Another doggone funny cowboy caper chock full o’ chuckles.

READ REVIEW

COWPOKE CLYDE RIDES THE RANGE

That ol’ rascal Cowpoke Clyde is back in the saddle again for another rollicking ride on the range (Cowpoke Clyde and Dirty Dawg, 2013), this time on one of them newfangled machines called a bicycle.

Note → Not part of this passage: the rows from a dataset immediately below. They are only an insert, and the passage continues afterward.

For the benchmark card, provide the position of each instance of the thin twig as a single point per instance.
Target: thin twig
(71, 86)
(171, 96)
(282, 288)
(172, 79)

The lanky, white cowboy decides to trade in his horse, ordering up a shiny, red bicycle from a mail-order catalog, or “cat-y-log” in Clyde’s colloquial manner of speaking. The pitch-perfect rhyming text is filled with amusing, old-fashioned expressions in Clyde’s strong cowboy voice, just begging to be read aloud with a believable twang. When Clyde takes off on his first ride, he’s followed by his trusty, dusty Dawg, a faithful Old English sheepdog in a red bandanna. In subsequent action-filled scenes, they meet a “horny toad,” a hare, a porcupine, and some bighorn sheep, which the devoted Dawg chases out of his path just in time. Thoughtful art direction sets up each new critter encounter with dramatic pacing and a page turn to reveal the next animal obstacle, with the new creature’s name set in huge display type. Vibrant digitally produced illustrations give Clyde a distinct personality and meet the challenge of capturing a cowboy in motion on a bicycle, and close-up views of the prickly porcupine and bug-eyed bighorn sheep effectively animate the critters so they seem ready to jump right off the page.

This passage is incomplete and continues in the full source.